Elephantiasis from Lymphatic or Venous Obstruction.—Of this the best-known example is tropical elephantiasis (E. arabum), which is endemic in Samoa, Barbadoes, and other places. It attacks the lower extremity or the genitals in either sex ([Figs. 97], [98]). The disease is usually ushered in with fever, and signs of lymphangitis in the part affected. After a number of such attacks, the lymph vessels appear to become obliterated, and the skin and subcutaneous cellular tissue, being bathed in stagnant lymph—which possibly contains the products of streptococci—take on an overgrowth, which continues until the part assumes gigantic proportions. In certain cases the lymph trunks have been found to be blocked with the parent worms of the filaria Bancrofti. Cases of elephantiasis of the lower extremity are met with in this country in which there are no filarial parasites in the lymph vessels, and these present features closely resembling the tropical variety, and usually follow upon repeated attacks of lymphangitis or erysipelas.

The part affected is enormously increased in size, and causes inconvenience from its bulk and weight. In contrast to ordinary dropsy, there is no pitting on pressure, and the swelling does not disappear on elevation of the limb. The skin becomes rough and warty, and may hang down in pendulous folds. Blisters form on the surface and yield an abundant exudate of clear lymph. From neglect of cleanliness, the skin becomes the seat of eczema or even of ulceration attended with foul discharge.

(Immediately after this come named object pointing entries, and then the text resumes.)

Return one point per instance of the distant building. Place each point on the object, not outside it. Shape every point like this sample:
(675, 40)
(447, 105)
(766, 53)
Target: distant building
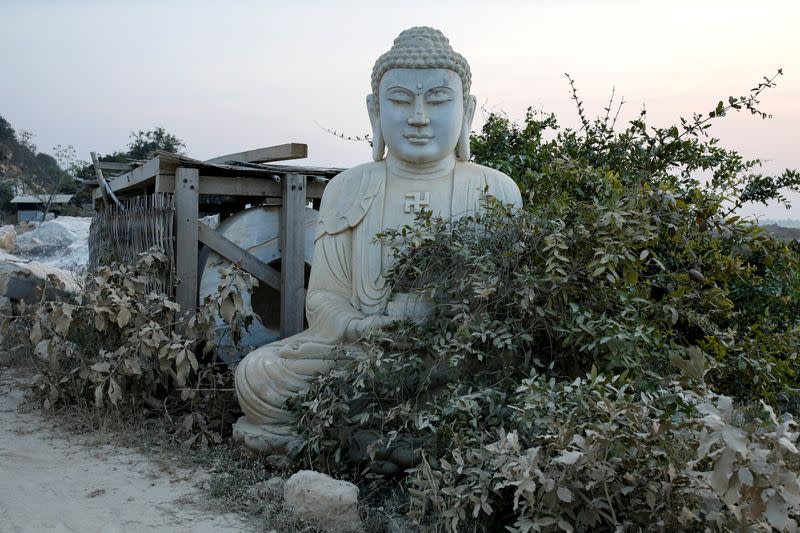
(31, 206)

Samson Handley has sought to replace the blocked lymph vessels by burying in the subcutaneous tissue of the swollen part a number of stout silk threads—lymphangioplasty. By their capillary action they drain the lymph to a healthy region above, and thus enable it to enter the circulation. It has been more successful in the face and upper limb than in the lower extremity. If the tissues are infected with pus organisms, a course of vaccines should precede the operation.

Fig. 97.—Elephantiasis in a woman æt. 45.

A similar type of elephantiasis may occur after extirpation of the lymph glands in the axilla or groin; in the leg in long-standing standing varix and phlebitis with chronic ulcer; in the arm as a result of extensive cancerous disease of the lymphatics in the axilla secondarily to cancer of the breast; and in extensive tuberculous disease of the lymphatics. The last-named is chiefly observed in the lower limb in young adult women, and from its following upon lupus of the toes or foot it has been called lupus elephantiasis. The tuberculous infection spreads slowly up the limb by way of the lymph vessels, and as these are obliterated the skin and cellular tissues become hypertrophied, and the surface is studded over with fungating tuberculous masses of a livid blue colour. As the more severe forms of the disease may prove dangerous to life by pyogenic complications inducing gangrene of the limb, the question of amputation may have to be considered.

Fig. 98.—Elephantiasis of Penis and Scrotum in native of Demerara.